Many experts blamed the lack of oversight and financial regulations for the crisis. It was the worst economic disaster since Great Depression of 1929. Fall in the interest rates allowed people with poor credit score to pursue their dream of buying a house. Problems appeared when interest rates started rising and many defaulted their payments. This created subprime mortgage crisis. What is more, banks were allowed to trade derivatives and that same defaulted mortgages were used as a collateral.
The name comes from two sponsors of the Act Senator Chris Dodd and U.S Representative Barney Frank. The Act itself has around 2300 pages and has many provisions but we will take a look at some of the key ones:
The Financial Stability Oversight Council monitors the stability and identifies the risk that affect financial industry, especially big financial firms whose collapse can have serious negative impact on the economy. If a company becomes too big it is subjected to closer inspection. Also they could require banks to increase its reserve requirements.

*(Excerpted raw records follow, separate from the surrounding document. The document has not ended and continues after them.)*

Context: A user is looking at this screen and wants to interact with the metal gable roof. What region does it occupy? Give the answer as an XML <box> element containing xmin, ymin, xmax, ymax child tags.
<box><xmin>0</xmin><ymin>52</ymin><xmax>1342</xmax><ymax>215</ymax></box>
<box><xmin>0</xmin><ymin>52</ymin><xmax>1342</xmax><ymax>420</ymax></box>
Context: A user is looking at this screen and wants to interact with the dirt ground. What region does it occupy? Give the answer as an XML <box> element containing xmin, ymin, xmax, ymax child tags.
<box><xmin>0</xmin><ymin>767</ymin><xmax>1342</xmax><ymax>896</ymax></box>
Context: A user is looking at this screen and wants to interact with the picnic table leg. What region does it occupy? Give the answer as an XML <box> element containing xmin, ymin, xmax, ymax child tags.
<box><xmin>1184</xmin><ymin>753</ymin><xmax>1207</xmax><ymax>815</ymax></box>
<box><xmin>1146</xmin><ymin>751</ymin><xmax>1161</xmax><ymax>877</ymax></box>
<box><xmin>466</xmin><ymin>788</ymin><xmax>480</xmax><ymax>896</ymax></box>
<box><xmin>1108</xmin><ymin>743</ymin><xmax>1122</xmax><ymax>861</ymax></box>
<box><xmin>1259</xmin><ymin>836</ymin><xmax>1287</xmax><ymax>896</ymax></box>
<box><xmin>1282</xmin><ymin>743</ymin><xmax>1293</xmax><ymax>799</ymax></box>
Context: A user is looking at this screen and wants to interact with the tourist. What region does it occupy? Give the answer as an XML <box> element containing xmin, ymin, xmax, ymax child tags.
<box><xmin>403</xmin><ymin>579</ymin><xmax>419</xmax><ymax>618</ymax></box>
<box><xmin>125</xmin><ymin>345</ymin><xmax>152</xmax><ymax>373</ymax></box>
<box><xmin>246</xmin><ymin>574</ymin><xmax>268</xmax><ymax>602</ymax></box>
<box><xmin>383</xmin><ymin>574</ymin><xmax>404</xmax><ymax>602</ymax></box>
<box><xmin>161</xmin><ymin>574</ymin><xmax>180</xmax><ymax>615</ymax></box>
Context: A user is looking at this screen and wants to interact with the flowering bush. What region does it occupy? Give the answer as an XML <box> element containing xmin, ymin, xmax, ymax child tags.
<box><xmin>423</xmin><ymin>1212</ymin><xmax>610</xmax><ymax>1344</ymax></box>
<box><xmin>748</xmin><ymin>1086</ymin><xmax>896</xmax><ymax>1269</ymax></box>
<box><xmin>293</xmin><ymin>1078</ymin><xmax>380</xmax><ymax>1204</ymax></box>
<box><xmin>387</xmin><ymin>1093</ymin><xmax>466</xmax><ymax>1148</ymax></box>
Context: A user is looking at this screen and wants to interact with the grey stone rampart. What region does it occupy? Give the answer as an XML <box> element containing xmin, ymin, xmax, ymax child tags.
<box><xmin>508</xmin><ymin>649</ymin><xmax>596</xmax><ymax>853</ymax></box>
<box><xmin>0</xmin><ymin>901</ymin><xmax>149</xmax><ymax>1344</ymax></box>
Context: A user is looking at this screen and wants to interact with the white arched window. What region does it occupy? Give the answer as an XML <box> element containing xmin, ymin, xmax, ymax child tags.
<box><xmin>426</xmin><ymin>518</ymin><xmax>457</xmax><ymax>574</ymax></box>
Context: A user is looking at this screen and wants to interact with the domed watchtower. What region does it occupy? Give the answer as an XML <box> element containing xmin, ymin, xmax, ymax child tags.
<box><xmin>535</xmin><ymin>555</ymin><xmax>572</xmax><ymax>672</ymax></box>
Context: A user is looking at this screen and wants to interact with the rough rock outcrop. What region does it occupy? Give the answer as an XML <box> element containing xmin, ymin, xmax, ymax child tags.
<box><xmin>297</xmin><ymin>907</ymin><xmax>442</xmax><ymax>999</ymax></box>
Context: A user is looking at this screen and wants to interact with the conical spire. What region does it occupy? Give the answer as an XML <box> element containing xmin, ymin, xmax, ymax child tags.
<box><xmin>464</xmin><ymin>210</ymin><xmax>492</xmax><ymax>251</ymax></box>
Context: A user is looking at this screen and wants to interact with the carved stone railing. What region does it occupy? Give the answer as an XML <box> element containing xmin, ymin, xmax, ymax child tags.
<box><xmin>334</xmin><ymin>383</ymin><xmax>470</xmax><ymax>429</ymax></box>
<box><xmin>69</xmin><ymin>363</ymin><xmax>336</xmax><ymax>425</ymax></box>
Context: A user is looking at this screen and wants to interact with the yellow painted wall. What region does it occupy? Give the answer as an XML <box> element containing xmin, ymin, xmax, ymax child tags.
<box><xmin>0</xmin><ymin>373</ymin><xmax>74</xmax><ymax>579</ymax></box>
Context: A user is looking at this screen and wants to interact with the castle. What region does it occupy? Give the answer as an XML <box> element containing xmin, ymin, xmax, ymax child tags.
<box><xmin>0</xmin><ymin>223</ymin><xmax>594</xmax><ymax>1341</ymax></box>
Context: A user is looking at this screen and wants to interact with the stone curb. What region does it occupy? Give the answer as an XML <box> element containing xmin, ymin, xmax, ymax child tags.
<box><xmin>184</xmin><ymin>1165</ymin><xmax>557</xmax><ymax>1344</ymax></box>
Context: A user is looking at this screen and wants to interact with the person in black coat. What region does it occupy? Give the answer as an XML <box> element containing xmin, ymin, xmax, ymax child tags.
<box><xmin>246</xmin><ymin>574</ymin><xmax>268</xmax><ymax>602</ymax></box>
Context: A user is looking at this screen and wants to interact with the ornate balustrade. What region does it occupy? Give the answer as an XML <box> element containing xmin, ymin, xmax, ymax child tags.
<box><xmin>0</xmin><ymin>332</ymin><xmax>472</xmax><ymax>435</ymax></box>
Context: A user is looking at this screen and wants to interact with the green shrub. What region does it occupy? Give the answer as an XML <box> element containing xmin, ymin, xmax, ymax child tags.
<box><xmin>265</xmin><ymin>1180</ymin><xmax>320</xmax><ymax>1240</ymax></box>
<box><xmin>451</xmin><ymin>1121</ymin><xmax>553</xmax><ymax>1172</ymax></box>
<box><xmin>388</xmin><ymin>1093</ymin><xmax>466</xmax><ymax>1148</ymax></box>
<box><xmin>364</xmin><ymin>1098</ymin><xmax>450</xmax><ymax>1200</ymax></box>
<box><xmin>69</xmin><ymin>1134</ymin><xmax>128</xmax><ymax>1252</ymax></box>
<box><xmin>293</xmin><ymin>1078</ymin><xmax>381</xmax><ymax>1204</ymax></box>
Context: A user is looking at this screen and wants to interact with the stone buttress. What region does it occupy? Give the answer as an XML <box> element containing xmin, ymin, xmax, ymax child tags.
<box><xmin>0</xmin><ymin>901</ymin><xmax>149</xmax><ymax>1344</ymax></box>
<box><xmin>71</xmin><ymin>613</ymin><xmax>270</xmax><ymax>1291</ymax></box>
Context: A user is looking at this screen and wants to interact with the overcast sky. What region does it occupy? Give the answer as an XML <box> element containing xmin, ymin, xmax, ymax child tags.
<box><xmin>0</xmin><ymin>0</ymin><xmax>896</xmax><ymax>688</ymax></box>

The Consumer Financial Protection Bureau prevents exploitative mortgage lending and makes it easier for consumers to understand the terms of mortgage. It oversees credit reporting agencies, credit and debit cards and regulates credit and bank fees. It requires from banks to verify borrower's income, job status and credit history.
One of the key components is Volcker rule bans banks to participate in speculative and risky trading like hedge funds and proprietary trading. This means that banks can't use depositor's money to engage in that type of investing. This provision also regulates derivatives.
Office of Credit Ratings was created under Dodd-Frank to regulate credit agencies, previously accused for giving misleading information. This way OCR ensures that credit reports are reliable and that they use proper methodology.
The Act also strengthen and expanded whistleblower (employees who report corporate fraud) program by mandating bounty program, broadening the scope of employees and extended the statute of limitations.
On May 24, 2018 President Donald Trump signed into law Economic growth, Regulatory Relief and Consumer Protection Act rolled back some parts of Dodd-Frank Act.